David Phillips, head of devolved and local government finance at the Institute for Fiscal Studies, said the wealthy could also take other measures to avoid paying more.
It comes after UK Chancellor Kwasi Kwarteng announced the scrapping of the top rate of income tax for those earning £150,000 a year or more, as well as a cut in the basic rate to 19p in the pound.
The measures do not apply in Scotland, where control over income tax rates and bands is devolved.
If the Scottish Government does not follow suit, everyone earning more than £14,732 will pay more income tax in Scotland compared to the rest of the UK.
Someone on £30,000 would pay £195.80 more next year, while those on £50,000 would pay £1,863.40 more.
High earners in Scotland would pay an additional rate of 46 per cent on earnings of more than £150,000, while those in the rest of the UK would pay 40 per cent.
This means someone earning £200,000 in Scotland would pay £6,045.80 more, according to the Chartered Institute of Taxation.
First Minister Nicola Sturgeon has already strongly indicated she will not replicate the tax cut for high earners.
Mr Phillips told The Scotsman: “There is limited evidence so far on the responsiveness of the highest earning Scots to differences in tax rates between Scotland and rUK [the rest of the UK] – so far the difference in marginal tax rate is just 1 per cent (although the difference in average is somewhat higher because of the lower higher rate threshold too). So we haven't got any quantitative prediction of what would happen.

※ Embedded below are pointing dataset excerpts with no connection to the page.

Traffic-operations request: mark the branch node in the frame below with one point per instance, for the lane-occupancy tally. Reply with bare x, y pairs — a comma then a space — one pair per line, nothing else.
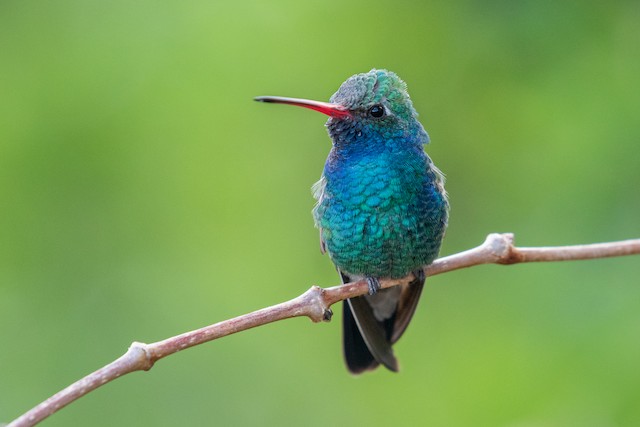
316, 306
139, 353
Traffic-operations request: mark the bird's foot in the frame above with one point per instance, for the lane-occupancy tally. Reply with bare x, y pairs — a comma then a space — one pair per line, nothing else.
374, 285
419, 275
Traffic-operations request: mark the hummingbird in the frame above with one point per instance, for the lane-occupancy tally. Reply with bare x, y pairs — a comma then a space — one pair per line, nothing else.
381, 209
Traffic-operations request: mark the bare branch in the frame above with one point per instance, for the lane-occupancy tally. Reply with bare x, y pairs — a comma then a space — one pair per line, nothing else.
314, 304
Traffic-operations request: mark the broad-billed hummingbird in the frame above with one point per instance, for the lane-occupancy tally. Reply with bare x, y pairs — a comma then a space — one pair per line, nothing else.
382, 209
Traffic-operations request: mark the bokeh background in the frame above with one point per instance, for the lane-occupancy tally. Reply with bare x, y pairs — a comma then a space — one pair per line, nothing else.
143, 193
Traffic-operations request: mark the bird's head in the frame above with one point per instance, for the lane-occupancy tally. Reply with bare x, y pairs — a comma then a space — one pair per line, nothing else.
368, 109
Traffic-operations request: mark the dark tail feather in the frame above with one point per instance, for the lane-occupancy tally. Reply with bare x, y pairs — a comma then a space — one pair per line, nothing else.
356, 353
366, 340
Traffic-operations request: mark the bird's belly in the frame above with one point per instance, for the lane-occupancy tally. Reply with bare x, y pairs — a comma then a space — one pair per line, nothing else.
383, 240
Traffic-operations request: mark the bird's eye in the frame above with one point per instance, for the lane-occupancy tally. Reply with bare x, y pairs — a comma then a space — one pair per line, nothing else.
376, 111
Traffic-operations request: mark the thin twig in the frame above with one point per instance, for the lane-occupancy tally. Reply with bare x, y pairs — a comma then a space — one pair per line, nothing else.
315, 304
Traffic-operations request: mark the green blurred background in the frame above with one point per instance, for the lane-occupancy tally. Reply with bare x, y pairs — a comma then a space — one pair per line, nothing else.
143, 193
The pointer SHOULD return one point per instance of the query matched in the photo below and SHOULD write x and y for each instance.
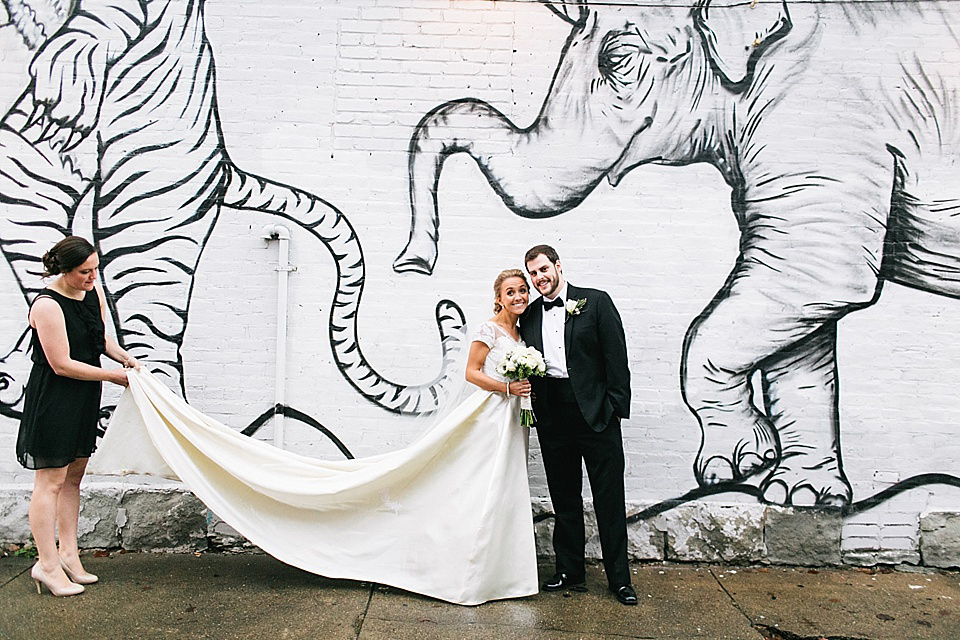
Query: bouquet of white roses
(521, 363)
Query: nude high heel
(79, 578)
(41, 578)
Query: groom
(578, 407)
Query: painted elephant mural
(831, 200)
(116, 136)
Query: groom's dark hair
(541, 249)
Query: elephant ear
(736, 35)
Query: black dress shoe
(562, 581)
(626, 595)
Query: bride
(448, 516)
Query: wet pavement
(224, 596)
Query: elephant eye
(619, 58)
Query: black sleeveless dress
(59, 422)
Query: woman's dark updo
(66, 255)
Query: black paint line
(856, 508)
(290, 412)
(904, 485)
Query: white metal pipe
(282, 235)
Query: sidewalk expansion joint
(362, 616)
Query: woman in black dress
(58, 430)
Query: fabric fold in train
(448, 516)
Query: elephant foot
(726, 457)
(418, 257)
(793, 484)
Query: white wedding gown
(448, 516)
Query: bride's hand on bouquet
(520, 387)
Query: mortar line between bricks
(358, 624)
(733, 601)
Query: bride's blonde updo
(505, 275)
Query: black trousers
(565, 440)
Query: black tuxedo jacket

"However, I would expect a difference of 6 percentage points in the top marginal rate to have a more significant impact on taxpayer behaviour. One response could be to move from Scotland (or similarly not move to Scotland).
"Those high income Scots with a home in both Scotland and England (e.g. that work partly in London) could rejig their time so they spend a bit more time in England and so can pay the lower UK Government tax rates.
"It’s also worth noting that people don't actually need to move – they could incorporate and so take their income in the form of dividends, on which UK rates will continue to apply.
"This is likely to become easier again following plans to repeal the IR35 rules which made employers assess whether someone should actually be taxed as if they were an employee.
"I wouldn't want to predict what the SNP will actually do – although it is worth noting that they raised the risk of substantial behavioural response from a bigger gap in tax rates as a reason not to increase the Scottish additional rate to 50 per cent as argued for by Scottish Labour.”
One of Scotland's leading lawyers previously said he would have to "consider" moving to England if the widening income tax gap is not addressed.
Roddy Dunlop KC, Dean of the Faculty of Advocates, tweeted: "I’ve lived in Scotland all my days. I love this place. I do not want to leave. But if there is this level of tax difference, I’d have to consider it. Northumberland is nice, apparently."
He described a tax gap of 6 per cent as "madness" and said it would put off higher earners from moving to Scotland.
He said: "Why would they, when even those properly devoted to the country are considering their options?"